Are Online Forex Trading Web Sites to be Trusted?

Many investors are considering moving into the foreign exchange market, or Forex, but are online Forex trading web sites a trustworthy way to invest? Read on to learn a little more about Forex, and how to find a web site that you can invest in with confidence.

Jason Skepyan online investing Forex has been around since the 1970s. President Nixon took the United States currency away from the gold standard when currencies started to fluctuate. Now, our currency is backed not by gold, but by faith in the government's ability to back the currency. This market has been around for decades, but it's only been available to the retail public since the 1990s.

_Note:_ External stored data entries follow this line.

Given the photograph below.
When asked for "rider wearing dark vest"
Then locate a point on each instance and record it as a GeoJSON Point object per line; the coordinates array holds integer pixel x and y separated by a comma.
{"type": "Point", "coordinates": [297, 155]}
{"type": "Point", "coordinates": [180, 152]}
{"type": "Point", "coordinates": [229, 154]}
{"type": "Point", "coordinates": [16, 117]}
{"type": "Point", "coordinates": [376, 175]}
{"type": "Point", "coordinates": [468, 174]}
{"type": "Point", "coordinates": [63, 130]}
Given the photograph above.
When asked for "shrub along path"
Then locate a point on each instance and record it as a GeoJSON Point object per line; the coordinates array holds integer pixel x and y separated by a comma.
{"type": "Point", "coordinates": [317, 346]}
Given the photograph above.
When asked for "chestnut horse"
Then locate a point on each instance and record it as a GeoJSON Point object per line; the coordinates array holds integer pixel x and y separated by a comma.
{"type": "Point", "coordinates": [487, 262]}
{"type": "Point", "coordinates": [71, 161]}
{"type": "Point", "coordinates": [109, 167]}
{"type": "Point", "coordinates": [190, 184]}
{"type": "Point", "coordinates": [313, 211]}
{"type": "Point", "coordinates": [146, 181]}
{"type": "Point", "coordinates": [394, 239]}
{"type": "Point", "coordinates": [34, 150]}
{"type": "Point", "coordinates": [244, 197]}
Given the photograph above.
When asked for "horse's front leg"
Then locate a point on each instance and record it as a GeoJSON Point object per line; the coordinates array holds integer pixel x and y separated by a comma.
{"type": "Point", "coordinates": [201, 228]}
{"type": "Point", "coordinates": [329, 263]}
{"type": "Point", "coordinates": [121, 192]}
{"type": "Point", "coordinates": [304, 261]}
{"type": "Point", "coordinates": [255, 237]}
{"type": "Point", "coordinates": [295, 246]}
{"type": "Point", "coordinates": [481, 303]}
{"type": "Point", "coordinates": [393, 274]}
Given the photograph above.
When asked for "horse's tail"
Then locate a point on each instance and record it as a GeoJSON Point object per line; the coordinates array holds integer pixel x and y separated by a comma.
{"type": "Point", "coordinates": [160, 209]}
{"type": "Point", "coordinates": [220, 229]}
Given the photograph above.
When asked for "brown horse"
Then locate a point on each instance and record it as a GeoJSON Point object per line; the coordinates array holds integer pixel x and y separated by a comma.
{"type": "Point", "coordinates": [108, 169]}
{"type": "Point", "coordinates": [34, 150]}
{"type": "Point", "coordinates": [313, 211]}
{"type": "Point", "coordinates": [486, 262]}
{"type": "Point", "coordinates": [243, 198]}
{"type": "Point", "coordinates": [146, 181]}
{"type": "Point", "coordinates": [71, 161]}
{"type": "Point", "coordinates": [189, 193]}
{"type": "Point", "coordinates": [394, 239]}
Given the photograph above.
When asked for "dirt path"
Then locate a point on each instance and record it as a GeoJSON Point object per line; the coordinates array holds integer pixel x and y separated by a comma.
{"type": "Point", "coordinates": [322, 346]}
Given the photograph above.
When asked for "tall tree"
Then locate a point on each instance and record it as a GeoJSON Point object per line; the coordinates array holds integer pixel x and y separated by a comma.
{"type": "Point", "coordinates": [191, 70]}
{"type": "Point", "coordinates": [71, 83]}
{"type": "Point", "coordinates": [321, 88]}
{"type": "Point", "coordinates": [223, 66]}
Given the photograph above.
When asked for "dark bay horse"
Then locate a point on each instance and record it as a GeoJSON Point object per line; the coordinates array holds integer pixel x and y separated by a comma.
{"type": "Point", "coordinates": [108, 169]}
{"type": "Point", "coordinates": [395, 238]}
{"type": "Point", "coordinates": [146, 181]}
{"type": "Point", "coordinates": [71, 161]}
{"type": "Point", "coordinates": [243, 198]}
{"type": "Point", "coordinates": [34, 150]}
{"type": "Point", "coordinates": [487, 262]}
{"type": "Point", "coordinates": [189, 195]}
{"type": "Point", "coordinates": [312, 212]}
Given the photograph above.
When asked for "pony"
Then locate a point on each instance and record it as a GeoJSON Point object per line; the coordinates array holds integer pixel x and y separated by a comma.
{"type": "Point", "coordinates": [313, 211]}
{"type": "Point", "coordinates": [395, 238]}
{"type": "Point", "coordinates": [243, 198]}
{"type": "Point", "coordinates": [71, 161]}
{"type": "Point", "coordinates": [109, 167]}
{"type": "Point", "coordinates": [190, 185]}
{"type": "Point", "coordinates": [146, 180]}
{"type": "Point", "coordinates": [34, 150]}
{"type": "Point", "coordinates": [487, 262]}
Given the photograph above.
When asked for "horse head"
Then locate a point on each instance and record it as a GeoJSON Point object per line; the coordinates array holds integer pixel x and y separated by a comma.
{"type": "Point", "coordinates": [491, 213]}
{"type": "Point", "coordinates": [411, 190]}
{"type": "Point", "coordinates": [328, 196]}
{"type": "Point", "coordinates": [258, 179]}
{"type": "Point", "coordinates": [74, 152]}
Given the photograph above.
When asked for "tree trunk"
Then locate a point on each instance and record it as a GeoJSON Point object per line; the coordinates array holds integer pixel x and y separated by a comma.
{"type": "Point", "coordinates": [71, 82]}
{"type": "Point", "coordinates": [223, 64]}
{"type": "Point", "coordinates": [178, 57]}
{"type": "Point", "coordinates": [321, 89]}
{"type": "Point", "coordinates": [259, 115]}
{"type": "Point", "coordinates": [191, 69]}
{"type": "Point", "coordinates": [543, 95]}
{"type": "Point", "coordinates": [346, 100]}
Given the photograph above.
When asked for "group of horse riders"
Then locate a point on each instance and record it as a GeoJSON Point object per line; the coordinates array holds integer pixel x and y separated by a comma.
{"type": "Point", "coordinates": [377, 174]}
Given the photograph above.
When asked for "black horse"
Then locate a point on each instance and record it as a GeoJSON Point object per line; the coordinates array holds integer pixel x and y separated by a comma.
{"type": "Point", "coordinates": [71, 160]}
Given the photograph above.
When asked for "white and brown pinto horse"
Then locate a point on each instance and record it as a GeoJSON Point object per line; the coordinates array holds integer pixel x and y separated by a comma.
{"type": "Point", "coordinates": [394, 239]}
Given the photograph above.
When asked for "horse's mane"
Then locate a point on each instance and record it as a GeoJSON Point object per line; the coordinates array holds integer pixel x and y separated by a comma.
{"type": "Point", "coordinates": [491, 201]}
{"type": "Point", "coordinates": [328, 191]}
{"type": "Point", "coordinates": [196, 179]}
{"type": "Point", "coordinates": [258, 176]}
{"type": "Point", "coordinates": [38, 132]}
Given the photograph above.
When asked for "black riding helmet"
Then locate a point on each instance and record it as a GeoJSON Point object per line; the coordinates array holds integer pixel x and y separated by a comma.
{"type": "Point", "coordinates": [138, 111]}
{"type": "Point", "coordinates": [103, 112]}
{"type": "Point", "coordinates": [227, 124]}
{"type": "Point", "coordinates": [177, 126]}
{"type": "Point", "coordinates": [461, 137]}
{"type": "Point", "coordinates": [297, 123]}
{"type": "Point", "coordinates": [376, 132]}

Initially, the market was only open to people who could put up between $10 and $15 million; this meant it was usually reserved for big institutions such as banks. The advent of the internet made it possible to open the market up to the general public as it was now possible to trade in smaller sizes that would be feasible for the average consumer. Forex trading is just the trading of money and it involves the simultaneous purchase of one currency and the sale of another. It determines how much money another currency can purchase. Different factors cause the exchange rates to fluctuate, but the rate is ultimately determined by the faith the world market has in a particular form of currency; this includes how stable the country's political climate is as well as the state of their economy, the consumer sentiment, and the direction of these rates on the charts.

To begin Forex trading, you don't actually have to exchange any money or set up a bank account in a foreign land. You simply need to set up an account with a Forex dealer, also known as a market maker. There's no commission for the market makers in the Forex market, but the market maker will charge spreads, which is the difference between the buy and sell quote. You will deal directly with the market maker, not a broker who will charge you a commission. The market maker will offer several currency pairs, and the investor will use the currency he put into the account to buy into the currency that the broker holds relative to the spreads. The market maker will then sell the buyer the currency in which he is interested at a price that's higher relative to the price that he will buy back the same currency from you for your original currency. This is the way that the market maker can make a profit. The spread will let the broker buy low and then sell high, so as an investor you should try to find a broker whose spreads tend to be on the smaller side.

If you feel you're ready to start Forex trading yourself, you should do a little bit of homework (I suggest free online Forex trading schools). Carefully read any reviews of the websites you're considering putting your money with before you actually invest anything. When you open your account, do so with a market that is well capitalized and well regulated. Ideally, your market maker will be regulated in the United States, the United Kingdom, Canada, or Hong Kong. These countries have the most stringent requirements for their market makers and they also have the best standards for regulation. You can find reliable, trustworthy sites to conduct Forex trading.